E’ errato il principio in base al quale la proposta di accordo di ristrutturazione del debito impedisce di soddisfare debiti non espressamente indicati.
Il chiarimento arriva dalla Corte di cassazione, nella sentenza n. 29869 del 3 luglio 2018 della Terza sezione penale, su ricorso presentato dalla Procura contro l’ordinanza del tribunale del riesame che aveva cancellato il decreto di sequestro preventivo emesso dal Gip nei confronti del rappresentante legale di una spa, per mancato pagamento dell’Iva.

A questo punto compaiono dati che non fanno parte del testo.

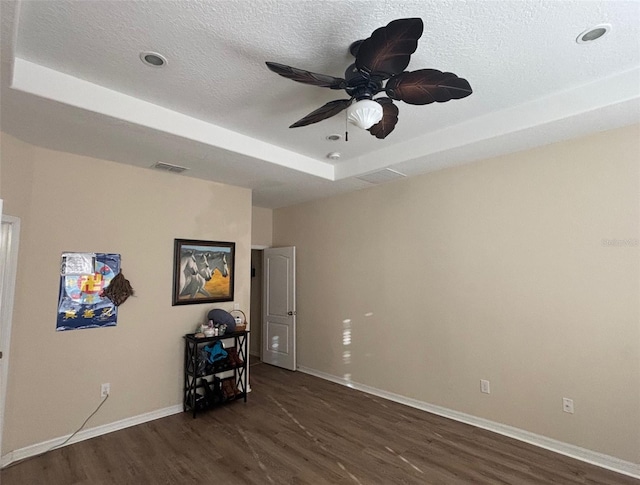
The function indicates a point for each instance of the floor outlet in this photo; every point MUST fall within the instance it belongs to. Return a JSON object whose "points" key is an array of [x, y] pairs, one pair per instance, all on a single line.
{"points": [[105, 390], [567, 405], [484, 386]]}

Per la Corte di cassazione tale ordinanza è basata su un presupposto giuridico errato consistente nel ritenere che la proposta di accordo di ristrutturazione, ex articolo 182 bis Legge fallimentare, impedisca il pagamento dell’Iva, in quanto il provvedimento, disponendo il divieto di iniziare o proseguire azioni cautelari o esecutive individuali, ed autorizzando la società a effettuare solo alcuni pagamenti, comporta l’implicito divieto di effettuarne altri, compreso quello dell’Iva.
Ritiene la Cassazione che il pagamento dei debiti ulteriori rispetto a quelli espressamente compresi nel provvedimento non è impedito dall’accordo di ristrutturazione del debito, tranne nel caso in cui l’adempimento di tali ulteriori debiti non rappresenti un danno irreparabile, impedendone o pregiudicandone radicalmente la soddisfazione.
Ragionando diversamente, il debitore potrebbe scegliere quali debiti onorare e quali no, fino a non ottemperare alle pretese erariali garantendosi l’immunità.